If reactions do occur, in most cases, they are usually mild and either require no treatment or can be treated easily by you or your healthcare provider. Serious side effects are less common.
Common side effects of thalidomide include but are not limited to:
- Low levels of calcium in the blood
- Swelling, especially of the arms, hands, legs, ankles, or feet (edema)
- Numbness, tingling, or burning sensations of the skin
- Muscle weakness.
(Click Thalidomide Side Effects to learn more, including potentially serious side effects you should report immediately to your healthcare provider.)

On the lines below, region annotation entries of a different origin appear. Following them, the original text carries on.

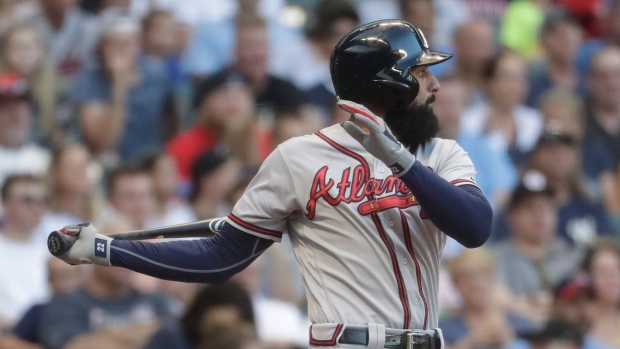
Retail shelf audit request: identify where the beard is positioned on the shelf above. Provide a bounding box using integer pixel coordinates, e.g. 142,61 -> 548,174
383,95 -> 439,152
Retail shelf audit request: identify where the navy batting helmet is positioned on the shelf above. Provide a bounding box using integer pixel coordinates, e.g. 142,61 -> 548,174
330,19 -> 452,111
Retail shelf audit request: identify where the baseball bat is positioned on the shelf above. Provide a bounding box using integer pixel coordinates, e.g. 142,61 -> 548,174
47,217 -> 226,256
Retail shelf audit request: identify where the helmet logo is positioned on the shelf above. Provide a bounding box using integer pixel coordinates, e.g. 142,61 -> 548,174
415,28 -> 428,50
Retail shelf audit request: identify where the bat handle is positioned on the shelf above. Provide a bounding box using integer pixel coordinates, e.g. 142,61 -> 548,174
47,230 -> 78,256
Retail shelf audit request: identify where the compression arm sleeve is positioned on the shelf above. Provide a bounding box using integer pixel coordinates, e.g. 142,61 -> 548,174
110,224 -> 273,284
400,161 -> 493,248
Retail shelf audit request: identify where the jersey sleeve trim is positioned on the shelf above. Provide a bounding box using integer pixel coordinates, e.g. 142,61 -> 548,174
450,179 -> 480,188
228,213 -> 282,242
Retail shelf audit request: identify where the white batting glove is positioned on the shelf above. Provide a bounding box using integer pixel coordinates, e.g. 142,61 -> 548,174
48,223 -> 114,267
338,100 -> 415,177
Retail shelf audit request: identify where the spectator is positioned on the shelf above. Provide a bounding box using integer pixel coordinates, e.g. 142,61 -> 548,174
231,257 -> 311,348
145,282 -> 256,349
465,0 -> 509,28
197,14 -> 309,129
539,87 -> 585,143
499,0 -> 549,61
189,149 -> 242,220
0,257 -> 84,349
439,249 -> 532,349
28,0 -> 99,81
142,10 -> 183,83
453,19 -> 495,106
1,25 -> 66,145
522,319 -> 584,349
40,217 -> 173,349
583,46 -> 620,212
0,175 -> 49,332
433,75 -> 517,257
399,0 -> 453,76
461,51 -> 543,167
140,153 -> 196,227
0,73 -> 50,188
204,324 -> 262,349
73,17 -> 176,165
100,165 -> 155,229
0,0 -> 37,38
527,10 -> 585,108
183,0 -> 301,79
530,129 -> 613,247
167,74 -> 260,181
583,239 -> 620,348
493,170 -> 582,321
433,75 -> 517,211
578,0 -> 620,75
44,143 -> 97,228
277,0 -> 359,123
272,109 -> 324,149
551,270 -> 610,349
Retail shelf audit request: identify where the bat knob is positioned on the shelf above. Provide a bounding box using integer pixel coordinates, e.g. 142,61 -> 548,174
47,230 -> 77,256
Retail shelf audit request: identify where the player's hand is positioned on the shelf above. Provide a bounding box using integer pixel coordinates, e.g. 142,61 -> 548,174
338,100 -> 415,177
48,223 -> 113,267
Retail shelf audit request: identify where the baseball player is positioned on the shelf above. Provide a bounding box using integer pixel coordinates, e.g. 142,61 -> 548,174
52,20 -> 492,349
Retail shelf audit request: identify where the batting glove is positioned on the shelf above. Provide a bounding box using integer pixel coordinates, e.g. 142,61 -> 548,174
52,223 -> 114,267
338,100 -> 415,177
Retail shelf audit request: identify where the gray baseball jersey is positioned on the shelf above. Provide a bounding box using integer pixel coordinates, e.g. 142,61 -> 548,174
228,125 -> 475,329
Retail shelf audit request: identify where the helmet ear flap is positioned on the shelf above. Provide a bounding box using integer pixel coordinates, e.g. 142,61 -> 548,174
374,78 -> 419,110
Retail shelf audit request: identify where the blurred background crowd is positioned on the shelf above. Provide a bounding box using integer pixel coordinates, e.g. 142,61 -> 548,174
0,0 -> 620,349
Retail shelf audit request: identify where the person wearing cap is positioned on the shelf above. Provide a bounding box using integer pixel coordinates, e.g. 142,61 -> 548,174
0,73 -> 51,192
583,45 -> 620,223
72,17 -> 177,164
527,10 -> 585,108
166,73 -> 260,183
582,237 -> 620,349
529,128 -> 613,248
197,13 -> 312,126
189,148 -> 243,220
439,247 -> 533,349
493,124 -> 613,245
460,51 -> 543,168
493,170 -> 583,321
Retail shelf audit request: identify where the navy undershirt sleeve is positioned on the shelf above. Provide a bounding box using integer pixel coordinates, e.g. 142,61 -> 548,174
400,161 -> 493,248
110,224 -> 273,284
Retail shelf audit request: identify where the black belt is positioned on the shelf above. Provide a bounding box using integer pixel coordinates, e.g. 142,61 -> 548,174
338,328 -> 441,349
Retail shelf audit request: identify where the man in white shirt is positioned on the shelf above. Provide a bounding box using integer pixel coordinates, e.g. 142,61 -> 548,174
0,174 -> 49,329
0,73 -> 50,190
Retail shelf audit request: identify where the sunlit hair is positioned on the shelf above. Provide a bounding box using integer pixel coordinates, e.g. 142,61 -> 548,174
446,247 -> 495,280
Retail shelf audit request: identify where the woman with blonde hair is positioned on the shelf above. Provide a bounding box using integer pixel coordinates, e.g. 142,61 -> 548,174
439,248 -> 532,349
43,143 -> 96,226
0,25 -> 65,144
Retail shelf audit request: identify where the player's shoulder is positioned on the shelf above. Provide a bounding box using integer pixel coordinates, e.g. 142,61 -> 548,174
277,124 -> 345,153
416,137 -> 462,155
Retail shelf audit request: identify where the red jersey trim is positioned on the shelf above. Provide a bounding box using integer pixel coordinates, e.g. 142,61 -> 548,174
228,213 -> 282,239
310,324 -> 343,347
400,211 -> 428,330
315,131 -> 411,329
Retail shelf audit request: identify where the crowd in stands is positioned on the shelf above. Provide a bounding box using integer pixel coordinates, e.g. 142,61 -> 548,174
0,0 -> 620,349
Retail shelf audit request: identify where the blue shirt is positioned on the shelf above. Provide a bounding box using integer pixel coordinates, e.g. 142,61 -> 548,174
72,59 -> 171,159
439,314 -> 533,344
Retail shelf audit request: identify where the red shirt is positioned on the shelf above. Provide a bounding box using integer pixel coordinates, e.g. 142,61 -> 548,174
166,127 -> 218,181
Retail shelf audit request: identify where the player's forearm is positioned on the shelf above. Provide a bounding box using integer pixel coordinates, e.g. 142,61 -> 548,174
400,161 -> 493,248
110,224 -> 273,284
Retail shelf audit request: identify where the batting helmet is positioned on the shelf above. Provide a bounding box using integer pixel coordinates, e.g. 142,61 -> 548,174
330,19 -> 452,111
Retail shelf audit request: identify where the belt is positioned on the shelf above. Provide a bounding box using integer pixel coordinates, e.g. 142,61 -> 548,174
338,328 -> 441,349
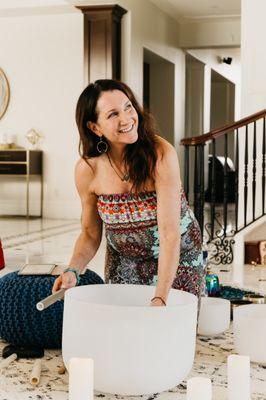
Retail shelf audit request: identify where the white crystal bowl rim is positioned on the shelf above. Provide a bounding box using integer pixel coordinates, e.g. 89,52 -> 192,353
201,297 -> 230,307
65,284 -> 198,312
234,304 -> 266,320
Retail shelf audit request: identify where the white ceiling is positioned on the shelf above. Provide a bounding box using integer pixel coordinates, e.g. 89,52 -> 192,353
150,0 -> 241,20
0,0 -> 241,21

You should talk with your healthcare provider prior to taking this medication if you have:
- Had a blood clot in your lungs or veins
- Human immunodeficiency virus (HIV) or acquired immunodeficiency syndrome (AIDS)
- A low level of white blood cells
- An abnormally low heart rate (bradycardia)
- A history of seizures
- Not had a hysterectomy or been in menopause for at least 24 months (for women)
- Any allergies, including to foods, dyes, or preservatives.
Also, let your healthcare provider know if you are:
- Pregnant or thinking of becoming pregnant (see Thalomid and Pregnancy)
- Breastfeeding (see Thalomid and Breastfeeding).
Make sure to tell your healthcare provider about all other medications you are taking, including prescription and nonprescription medicines, vitamins, and herbal supplements.